Some women fight back. Not all women do. There’s serious risk of greater injury or even death, either way. And then, there’s all kinds of other risks. I think a lot comes down to whether you are fight or flight in your response.
In any case, no one deserves to be sexually assaulted.
The "fight or flight" reflex is misnamed, it should involve "freeze" as well. Men tend to fight first, flee second, and freeze rarely. Women tend to freeze, then flee, and fight only when there's not much other option or when there are kids involved. In many situations, fighting can lead to severe injury, fleeing can lead to being chased followed by severe injury, and freezing leads to moderate injury but a higher likelihood of overall survival.
Maybe because I recognize that I am a ‘fight’ reflex, something that I work hard to control in certain situations, I don’t see it as ‘most women’ will freeze. I don’t know if that is true ( do you have data?) or if it is observed, if this is a conditioned response.
No data. Just lots and lots of talking to other women who have been assaulted or raped. A whole lot of women freeze. I doubt it's gong to be exactly the same for every person, just a general tendency that varies by sex. There are also documents talking about the freeze response to threat and trauma in humans, a lot of it in the context of rape and sexual assault.

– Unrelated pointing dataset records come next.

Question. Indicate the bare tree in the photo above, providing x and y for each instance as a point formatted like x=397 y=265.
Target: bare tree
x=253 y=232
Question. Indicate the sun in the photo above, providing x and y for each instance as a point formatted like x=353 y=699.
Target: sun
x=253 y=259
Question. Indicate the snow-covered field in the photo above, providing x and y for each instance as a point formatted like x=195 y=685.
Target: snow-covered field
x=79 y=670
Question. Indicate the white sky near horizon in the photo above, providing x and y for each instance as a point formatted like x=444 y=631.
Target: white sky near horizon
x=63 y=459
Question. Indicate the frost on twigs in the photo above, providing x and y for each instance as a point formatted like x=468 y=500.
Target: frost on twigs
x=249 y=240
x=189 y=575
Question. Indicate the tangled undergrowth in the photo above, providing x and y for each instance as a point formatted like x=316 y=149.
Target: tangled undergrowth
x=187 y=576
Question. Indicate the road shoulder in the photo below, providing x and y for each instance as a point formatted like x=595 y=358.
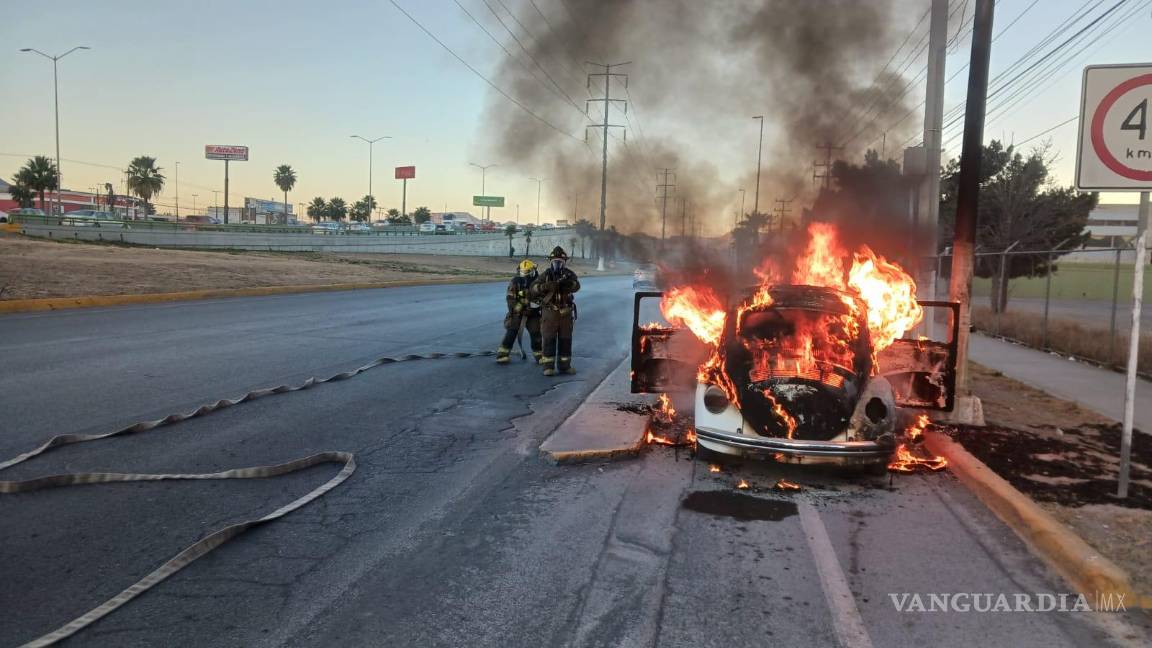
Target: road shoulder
x=599 y=430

There is a lot of variation. Some will include "fawn" in the list as well - the tendency to respond to a perceived threat by attempting to appease or please the person doing the threatening. Fairly common in survivors of domestic abuse. Some also draw a distinction between "freeze and "flop". Basically, the big point is that it's not just fight or flight - and the traditional fight/flight research was done almost exclusively on men. Kind of like nearly all medicine and psychology, where women get ignored and are assumed to be just "small men" or whatever idiotic notion led hundreds of years of male practitioners to pretend like women don't exist at all and don't need consideration as being different.
Lots of animals exhibit alternatives to flight or flight when under threat. I think we all know about the "deer in headlights", a form of a freeze response. Similarly, possums playing dead, fainting goats, and chickens are notorious for freezing. My completely un-expert impression is that prey tend to exhibit freeze - then flight - then fight behaviors in terms of frequency, whereas predators are more likely to fight - then flight, with relatively little in the way of freezing once they're past the juvenile stage.